Apartheid was a system of racial segregation and discrimination in South Africa from 1948 to 1991. The disturbing goal was to institutionalize a separation between white European settlers and ethnically diverse natives and slave populations. There was brutal, state sponsored violence to maintain “order”, along with absurd pettiness meant to demean those without white class distinction.
People were separated into Black, White, Indian, and Colored by legal definition in South African law. The Colored group included people regarded as being of mixed descent, Asian and Malaysian. Racial tests were primarily based on appearance — skin color, facial features, appearance of hair. Most infamously, the “pencil test” decreed that if an individual could hold a pencil in their hair when they shook their head, they could not be classified as White. Once designated, your racial group determined whether or not you could vote, where you could live, what job you could have, who you could marry, where your children were schooled, what court of justice ruled on disputes and even where you could use beaches, public transportation and toilets.
Nelson Mandela spent his young life fighting for the freedom of South Africa’s black and colored population from oppression imposed by the white minority government. He was imprisoned for 27 years. Soon after release, he became the first president of South Africa in elections in which all the people could vote.
- Families were torn apart in the process of segregation. The daughter on the right might be classified as Colored, based on the pencil test, while the one on the left might be classified as Black. Some children were separated from one or both parents.
- A common example of a petty Apartheid sign at the entrance to a black designated neighborhood.
- Non-whites were forced to carry passes. Historically, slaves had to carry passes from their master anytime they traveled off the plantation.
- A bench outside the courthouse for non-whites only. There were separate courts and judges for each racial group.
- District Six, named for the Sixth Municipal District, memorializes an area of Cape Town that was forcibly segregated in 1965. Non-white residents were moved from the area and their homes were destroyed.
- Michelle Obama brought her family to the District 6 museum. We had the same tour guide, a former resident of District 6. As Mark Twain said, “Travel is fatal to prejudice, bigotry and narrow-mindedness”.
- Whites only sign, both in English and in Africaans.
- Cape Town Church square, historically a place for slave auctions.
- Robben Island, six miles off the shore, was a maximum security prison for Apartheid political and criminal prisoners.
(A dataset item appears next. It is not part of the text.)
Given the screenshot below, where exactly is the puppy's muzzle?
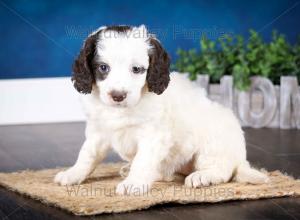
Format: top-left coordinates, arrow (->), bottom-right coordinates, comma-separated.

- Nelson Mandela’s jail cell on Robben Island, where he lived for 17 of his 27 years of imprisonment.
- Nelson Mandela, who died in 2013, is absolutely revered in South Africa. Like Gandhi, he was a great ethical leader.
- Robben Island closed in 1991. A boatload of political prisoners celebrate their freedom.
- The South African flag, shown here through barbed wire at Robben Island, was changed in 1994, representing an end to Apartheid.
- In 1989, the police sprayed purple paint on Apartheid protesters to identify them. The incident became known as the “Purple Rain Protest”. and it marked a turning point in history: It was the last time the Apartheid government used force to suppress political dissent.
- A week after the Purple Rain protest, Bishop Desmond Tutu, wearing purple robes, led 30 000 people through Cape Town. Bishop Tutu won the Nobel Peace Prize in 1984. Nelson Mandela won it in 1993.